Todah, wado, efxaristo, danke, gracias, thank you, xie xie, salamat, grazie, mahalo, domo arigato, obrigado, spasiba, asante, cam on, medasi, gahm-sah-hahm-ni-da, dhanyavad…all ways to say the same thing among many more peoples and languages.

Usually these words call for an appropriate response. “You’re welcome” used to be the polite response in English. These days we hear an echoing “thank you” often, as if the “first giver” knows that the gift is being passed along in an endless series, popularized in the phrase “pay it forward,” in contrast to “pay it back.” The giver is not only glad to give; he or she finds reward in moving gifts along an endless sequence of giving.

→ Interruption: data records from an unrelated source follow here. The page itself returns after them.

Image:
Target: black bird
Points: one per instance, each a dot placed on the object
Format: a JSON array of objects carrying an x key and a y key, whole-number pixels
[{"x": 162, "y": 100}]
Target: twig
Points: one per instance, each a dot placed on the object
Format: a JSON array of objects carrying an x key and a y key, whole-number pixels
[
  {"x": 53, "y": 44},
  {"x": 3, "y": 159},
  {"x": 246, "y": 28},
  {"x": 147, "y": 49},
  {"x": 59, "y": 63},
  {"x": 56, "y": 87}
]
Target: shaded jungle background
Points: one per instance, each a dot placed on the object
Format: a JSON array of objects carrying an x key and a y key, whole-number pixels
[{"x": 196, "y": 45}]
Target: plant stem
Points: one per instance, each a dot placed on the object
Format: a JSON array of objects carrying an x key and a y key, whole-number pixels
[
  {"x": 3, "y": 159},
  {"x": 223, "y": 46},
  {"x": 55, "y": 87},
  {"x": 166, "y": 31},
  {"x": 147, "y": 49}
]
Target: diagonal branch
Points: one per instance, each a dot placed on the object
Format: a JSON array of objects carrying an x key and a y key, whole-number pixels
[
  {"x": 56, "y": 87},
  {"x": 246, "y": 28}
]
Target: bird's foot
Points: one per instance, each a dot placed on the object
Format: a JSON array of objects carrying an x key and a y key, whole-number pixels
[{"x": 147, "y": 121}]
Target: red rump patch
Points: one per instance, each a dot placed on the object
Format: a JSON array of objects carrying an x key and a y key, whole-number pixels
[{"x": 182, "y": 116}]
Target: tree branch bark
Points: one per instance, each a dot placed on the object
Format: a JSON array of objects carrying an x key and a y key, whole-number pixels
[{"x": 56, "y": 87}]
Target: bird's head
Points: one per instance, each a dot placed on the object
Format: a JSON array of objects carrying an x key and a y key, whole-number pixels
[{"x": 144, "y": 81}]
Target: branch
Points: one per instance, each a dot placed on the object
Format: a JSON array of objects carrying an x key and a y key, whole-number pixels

Mrs. Veatch made that point to me in 1973, when she called our home in Iroquois, Illinois, from her home in Thawville and asked if she could come to visit. She had been my high school Latin teacher, but she instilled much more than Latin in all of her students. Latin was her base for sharing the love of learning and people. Her home was a library that became the start of a library for the village of Thawville and a resource for all of the area. She knew that my wife had just given birth to our second child, and with part-time work and graduate school almost finished we didn’t have much. She came bearing gifts.

“Don’t even think about repaying me,” she said. “I’ve already had my reward from seeing your accomplishments as my student. Just pass it on.” That was her consistent attitude, even as she faced the death of three sons in those years, and even as she faced her own illness and death. I have remembered her example as our opportunities to share with others became greater as the years have passed.

“Bitte” is a frequent response in German, “I beg” in English, which seems an odd idiom until we realize that the obligation to give is felt acutely in one who knows how much is owed to the others who have made giving possible.